On the right, there is talk about whether the Republican Party can retain fundamentalists after recent decades of activism. Some religious conservatives are urging their faithful to back off politics entirely, in effect echoing a Colonial-era notion that church-state separation springs from a need to keep politics from corrupting religion.

Yet some moderate Republican strategists warn that turning the party over to religious conservatives in 2000 would court disaster. They, and the campaign-seasoned conservatives who want to downplay a hard-line abortion litmus test, are trying to work pragmatically around insoluble conflicts of values.

But there are less fractious arenas where citizens want policies and laws to reflect what they believe.

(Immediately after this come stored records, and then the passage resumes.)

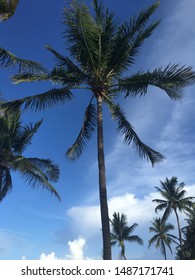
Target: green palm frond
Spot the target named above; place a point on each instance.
(5, 181)
(129, 38)
(42, 101)
(23, 139)
(8, 60)
(172, 80)
(130, 136)
(37, 172)
(7, 8)
(70, 72)
(81, 35)
(88, 127)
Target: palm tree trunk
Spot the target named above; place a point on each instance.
(102, 184)
(180, 237)
(164, 250)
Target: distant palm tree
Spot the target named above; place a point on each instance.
(121, 232)
(101, 51)
(14, 139)
(189, 237)
(7, 8)
(174, 200)
(162, 238)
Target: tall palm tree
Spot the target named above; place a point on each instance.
(162, 238)
(189, 237)
(14, 139)
(7, 8)
(101, 50)
(121, 232)
(174, 200)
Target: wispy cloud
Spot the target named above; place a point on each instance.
(76, 251)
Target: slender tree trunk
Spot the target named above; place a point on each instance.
(102, 184)
(180, 237)
(164, 249)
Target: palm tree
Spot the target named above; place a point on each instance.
(121, 232)
(189, 238)
(8, 59)
(174, 200)
(7, 8)
(14, 139)
(162, 238)
(101, 51)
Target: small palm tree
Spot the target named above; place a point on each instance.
(7, 8)
(121, 233)
(174, 200)
(162, 238)
(14, 139)
(101, 51)
(8, 59)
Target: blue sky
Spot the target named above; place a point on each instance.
(34, 224)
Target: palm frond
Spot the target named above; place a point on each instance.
(129, 38)
(88, 127)
(7, 8)
(71, 73)
(173, 79)
(42, 101)
(37, 172)
(81, 35)
(130, 135)
(5, 181)
(7, 60)
(23, 139)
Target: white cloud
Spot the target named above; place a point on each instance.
(76, 248)
(50, 257)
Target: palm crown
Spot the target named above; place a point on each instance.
(121, 232)
(174, 200)
(14, 139)
(162, 237)
(101, 50)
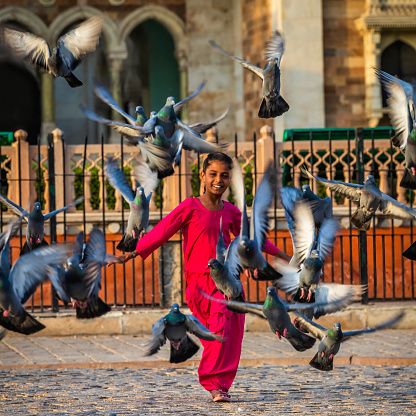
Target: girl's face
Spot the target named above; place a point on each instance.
(217, 177)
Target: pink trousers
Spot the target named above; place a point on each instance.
(219, 362)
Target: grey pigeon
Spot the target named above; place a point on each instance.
(369, 197)
(81, 282)
(36, 221)
(331, 339)
(402, 113)
(253, 234)
(174, 326)
(225, 270)
(276, 312)
(273, 104)
(21, 281)
(65, 57)
(141, 119)
(300, 279)
(139, 204)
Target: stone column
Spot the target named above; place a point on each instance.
(170, 277)
(48, 105)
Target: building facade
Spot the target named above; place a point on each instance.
(150, 50)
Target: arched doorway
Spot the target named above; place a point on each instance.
(68, 116)
(19, 100)
(151, 72)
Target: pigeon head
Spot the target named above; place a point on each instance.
(369, 179)
(72, 263)
(315, 254)
(335, 332)
(170, 101)
(306, 188)
(174, 308)
(247, 247)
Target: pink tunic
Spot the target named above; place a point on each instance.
(200, 229)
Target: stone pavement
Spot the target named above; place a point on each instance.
(388, 347)
(100, 375)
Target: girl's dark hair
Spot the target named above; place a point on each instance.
(218, 156)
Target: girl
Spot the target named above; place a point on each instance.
(199, 220)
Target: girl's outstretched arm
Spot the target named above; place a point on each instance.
(161, 233)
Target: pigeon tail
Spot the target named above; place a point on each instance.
(268, 273)
(410, 253)
(127, 244)
(322, 363)
(94, 308)
(360, 220)
(24, 324)
(270, 108)
(299, 340)
(408, 181)
(73, 81)
(187, 349)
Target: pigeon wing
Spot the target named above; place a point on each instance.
(74, 45)
(326, 238)
(396, 209)
(313, 328)
(384, 325)
(275, 47)
(158, 337)
(256, 70)
(53, 213)
(178, 106)
(195, 327)
(118, 180)
(349, 190)
(30, 270)
(201, 128)
(105, 96)
(304, 231)
(33, 49)
(263, 199)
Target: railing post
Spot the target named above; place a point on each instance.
(362, 236)
(52, 207)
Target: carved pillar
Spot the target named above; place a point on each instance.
(48, 104)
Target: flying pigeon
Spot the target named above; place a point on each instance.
(139, 204)
(402, 113)
(141, 118)
(20, 282)
(36, 221)
(225, 270)
(331, 339)
(276, 312)
(273, 104)
(300, 279)
(81, 282)
(174, 326)
(65, 57)
(253, 234)
(369, 197)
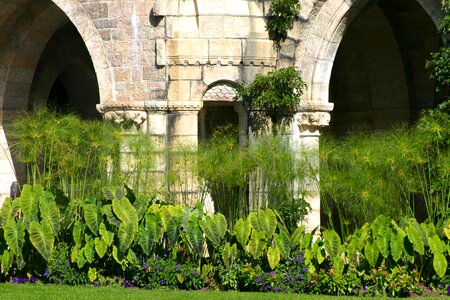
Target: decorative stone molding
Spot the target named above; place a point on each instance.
(118, 105)
(221, 92)
(315, 106)
(312, 121)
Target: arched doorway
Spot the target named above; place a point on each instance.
(221, 108)
(33, 34)
(379, 78)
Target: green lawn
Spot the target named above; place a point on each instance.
(32, 292)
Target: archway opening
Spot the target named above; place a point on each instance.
(65, 77)
(379, 77)
(42, 56)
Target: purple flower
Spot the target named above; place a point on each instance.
(15, 280)
(162, 282)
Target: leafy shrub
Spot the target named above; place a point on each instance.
(60, 271)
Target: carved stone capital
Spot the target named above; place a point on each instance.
(314, 106)
(124, 113)
(311, 122)
(136, 118)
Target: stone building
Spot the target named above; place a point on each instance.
(172, 66)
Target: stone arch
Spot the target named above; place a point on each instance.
(316, 56)
(220, 107)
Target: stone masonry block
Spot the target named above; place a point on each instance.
(225, 50)
(97, 10)
(185, 73)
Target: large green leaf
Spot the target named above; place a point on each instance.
(144, 240)
(42, 238)
(14, 233)
(338, 266)
(440, 264)
(125, 212)
(9, 209)
(229, 254)
(268, 221)
(307, 241)
(78, 231)
(257, 244)
(317, 251)
(331, 242)
(100, 247)
(254, 221)
(126, 235)
(298, 236)
(141, 204)
(397, 246)
(415, 237)
(107, 236)
(107, 211)
(50, 211)
(89, 250)
(195, 235)
(273, 257)
(173, 227)
(30, 202)
(351, 247)
(283, 243)
(92, 217)
(154, 227)
(371, 252)
(382, 240)
(364, 235)
(214, 227)
(242, 231)
(437, 246)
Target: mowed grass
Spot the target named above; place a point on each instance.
(39, 291)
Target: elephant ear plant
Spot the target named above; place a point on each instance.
(30, 225)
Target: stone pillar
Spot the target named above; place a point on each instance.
(309, 120)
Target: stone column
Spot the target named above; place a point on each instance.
(309, 120)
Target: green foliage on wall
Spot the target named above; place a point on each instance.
(275, 91)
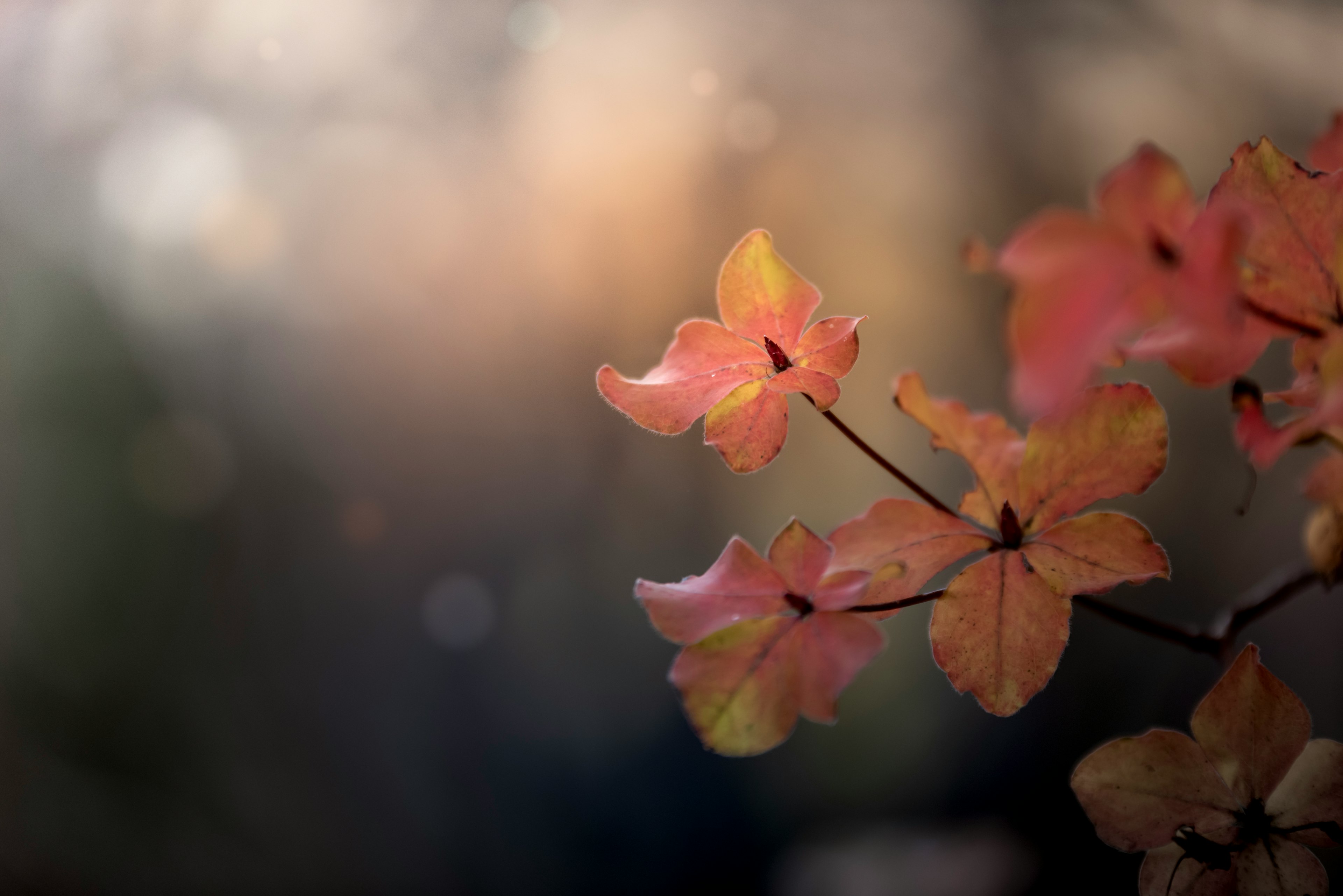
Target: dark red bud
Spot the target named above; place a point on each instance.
(1009, 527)
(1166, 253)
(781, 360)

The Democrats are polling and vowing to “take back God this time,” in the words of one advisor to Vice President Al Gore. Texas Gov. George W. Bush, in announcing his candidacy last weekend for the Republican presidential nomination, used language similar to that used by Gore on this subject. The nation is not going to solve every one of the big policy questions to everyone’s satisfaction across the partisan spectrum. However, it is significant and hopeful that the search today for constitutional ways of bringing religious points of view into public debates is based so broadly.

The key goal in law and policy will be to identify the principles that arise from faith that can be applied universally. Among these are: from the Democrats, a high regard for economic fairness, compassion, and toleration and inclusion for minorities; from the Republicans, concern with individual responsibility, individual freedom and moral accountability. Americans can seek common ground in these principles, which are separate from religious dogma and all of its sharp divisions.